Paw Prints: Writings of the maddog

Nov 10, 2010 GMT
Jon maddog Hall


I am at Foz do Iguaçu, Brazil, attending a conference called Latinoware. Of course I am seeing a few old friends and many new ones, but I am also happy to report that the facilities for Latinoware, which is held on the grounds of the Itaipu hydro-electric plant, have been upgraded to be a very comfortable conference facility. There is a good-size exhibition hall, many different rooms for the different talks, and is well laid out.



The conference attendees are even more diverse this year than past years, with people from Brazil, Paraguay, Chile, Peru, Argentina, Venezuela, Colombia, Uruguay and other South American countries.



Early (for me) in the morning I attended a great talk on the Arduino given by my friend Álvaro Justen,

A great talk by my friend Alvaro Justen

and even though the talk was in Portuguese, I still managed to understand quite a bit and learned a thing or two.
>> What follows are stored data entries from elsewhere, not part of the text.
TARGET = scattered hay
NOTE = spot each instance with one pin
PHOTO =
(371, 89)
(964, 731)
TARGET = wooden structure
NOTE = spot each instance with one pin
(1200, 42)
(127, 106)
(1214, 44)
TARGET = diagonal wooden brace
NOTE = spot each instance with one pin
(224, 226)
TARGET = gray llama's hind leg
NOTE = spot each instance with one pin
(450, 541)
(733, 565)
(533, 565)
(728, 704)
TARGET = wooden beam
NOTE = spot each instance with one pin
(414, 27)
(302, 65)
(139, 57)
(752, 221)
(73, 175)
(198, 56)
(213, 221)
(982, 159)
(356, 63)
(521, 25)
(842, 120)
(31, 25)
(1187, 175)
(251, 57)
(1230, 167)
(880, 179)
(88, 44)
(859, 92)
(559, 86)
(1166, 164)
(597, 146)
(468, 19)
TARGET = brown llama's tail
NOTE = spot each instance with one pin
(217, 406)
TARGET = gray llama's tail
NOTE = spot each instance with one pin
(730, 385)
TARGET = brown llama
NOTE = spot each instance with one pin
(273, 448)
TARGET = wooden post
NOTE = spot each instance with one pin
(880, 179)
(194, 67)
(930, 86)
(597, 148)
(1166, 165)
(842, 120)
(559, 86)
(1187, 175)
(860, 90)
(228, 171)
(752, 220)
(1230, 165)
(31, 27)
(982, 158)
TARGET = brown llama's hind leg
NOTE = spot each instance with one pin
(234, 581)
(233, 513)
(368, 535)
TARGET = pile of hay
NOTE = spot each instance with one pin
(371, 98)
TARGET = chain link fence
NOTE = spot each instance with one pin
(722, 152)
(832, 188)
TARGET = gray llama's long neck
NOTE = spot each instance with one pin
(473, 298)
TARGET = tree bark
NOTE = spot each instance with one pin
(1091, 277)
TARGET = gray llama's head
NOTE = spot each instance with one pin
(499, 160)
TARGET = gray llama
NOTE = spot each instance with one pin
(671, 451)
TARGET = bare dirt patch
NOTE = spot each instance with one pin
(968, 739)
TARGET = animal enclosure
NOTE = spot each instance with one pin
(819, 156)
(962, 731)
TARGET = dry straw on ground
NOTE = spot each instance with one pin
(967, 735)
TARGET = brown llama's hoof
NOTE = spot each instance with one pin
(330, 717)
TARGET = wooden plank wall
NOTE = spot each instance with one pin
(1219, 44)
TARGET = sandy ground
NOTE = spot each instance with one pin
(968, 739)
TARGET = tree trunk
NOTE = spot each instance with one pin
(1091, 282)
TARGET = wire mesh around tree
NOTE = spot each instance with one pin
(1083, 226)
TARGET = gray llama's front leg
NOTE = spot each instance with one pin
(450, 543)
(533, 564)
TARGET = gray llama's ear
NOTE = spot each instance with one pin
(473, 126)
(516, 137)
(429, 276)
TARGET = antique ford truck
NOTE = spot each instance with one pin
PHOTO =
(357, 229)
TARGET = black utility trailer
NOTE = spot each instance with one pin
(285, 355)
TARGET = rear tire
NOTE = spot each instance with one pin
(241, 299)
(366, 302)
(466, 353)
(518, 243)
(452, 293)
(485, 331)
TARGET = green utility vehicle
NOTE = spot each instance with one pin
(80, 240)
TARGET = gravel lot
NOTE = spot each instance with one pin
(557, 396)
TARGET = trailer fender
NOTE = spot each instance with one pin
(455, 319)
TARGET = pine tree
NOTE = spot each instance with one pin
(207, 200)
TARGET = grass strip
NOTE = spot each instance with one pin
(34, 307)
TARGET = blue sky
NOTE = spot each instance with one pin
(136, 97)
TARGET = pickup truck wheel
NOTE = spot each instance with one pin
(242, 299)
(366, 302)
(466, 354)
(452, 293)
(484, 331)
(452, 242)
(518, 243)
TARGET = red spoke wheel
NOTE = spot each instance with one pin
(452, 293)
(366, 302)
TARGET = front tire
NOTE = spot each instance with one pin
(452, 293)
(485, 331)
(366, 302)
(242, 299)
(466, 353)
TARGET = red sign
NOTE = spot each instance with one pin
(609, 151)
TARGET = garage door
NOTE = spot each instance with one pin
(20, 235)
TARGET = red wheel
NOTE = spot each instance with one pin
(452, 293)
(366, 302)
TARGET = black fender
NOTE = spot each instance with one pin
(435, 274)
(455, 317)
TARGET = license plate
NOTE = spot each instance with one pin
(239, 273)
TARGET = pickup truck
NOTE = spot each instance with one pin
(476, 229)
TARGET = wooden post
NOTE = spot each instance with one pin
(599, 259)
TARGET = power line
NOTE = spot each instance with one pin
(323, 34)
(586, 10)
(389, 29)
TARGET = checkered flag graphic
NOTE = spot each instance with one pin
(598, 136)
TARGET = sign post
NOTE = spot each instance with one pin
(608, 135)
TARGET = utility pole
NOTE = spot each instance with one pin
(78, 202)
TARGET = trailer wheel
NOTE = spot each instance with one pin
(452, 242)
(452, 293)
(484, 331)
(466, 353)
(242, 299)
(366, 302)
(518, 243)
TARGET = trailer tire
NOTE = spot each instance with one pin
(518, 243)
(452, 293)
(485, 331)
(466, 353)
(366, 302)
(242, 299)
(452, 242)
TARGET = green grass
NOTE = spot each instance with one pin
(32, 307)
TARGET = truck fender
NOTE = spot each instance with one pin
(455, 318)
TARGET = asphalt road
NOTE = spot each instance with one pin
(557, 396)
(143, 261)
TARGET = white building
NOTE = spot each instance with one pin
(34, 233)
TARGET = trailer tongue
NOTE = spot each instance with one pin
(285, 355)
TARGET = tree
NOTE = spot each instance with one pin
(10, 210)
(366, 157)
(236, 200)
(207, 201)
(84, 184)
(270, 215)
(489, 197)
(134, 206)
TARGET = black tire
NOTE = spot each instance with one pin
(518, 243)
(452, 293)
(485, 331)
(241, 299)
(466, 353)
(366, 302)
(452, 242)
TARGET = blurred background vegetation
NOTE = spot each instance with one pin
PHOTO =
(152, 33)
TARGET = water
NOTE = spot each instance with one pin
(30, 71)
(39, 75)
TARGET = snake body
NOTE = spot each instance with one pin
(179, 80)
I also got to see some different Arduino units that I had only read about or seen on the Internet. Álvaro braved to do something that I would not normally do, which was to pull a small robot out of a box, and actually have it run during his presentation. This might not have been so breathtaking, but the robot consisted of a Wii controller, a breadboard with wires stuck into (and falling out) of it, and a mechanical “drive” made up of a speaker that could “squeak” and two motors just barely stayed attached to two wheels.

The awesome Arduino-driven robot

In fact one wheel kept falling off, but Álvaro kept putting it back on. Álvaro had to reposition several of the wires and then tape them down with scotch tape in order to keep them in place while the robot was working. It definitely looked like a “hack”.....but it worked.



The rest of the day I spent talking to people about Project Caua, autographing Linux(Pro)Magazines at the Linux New Media booth and working on this blog.



Tomorrow I am going to make sure I see the talk by Doug McIlroy, the person credited with the development of pipes and filters and the concept of macros. I have known Doug personally for a couple of years, and he is both a distinguished computer scientist and a really nice guy.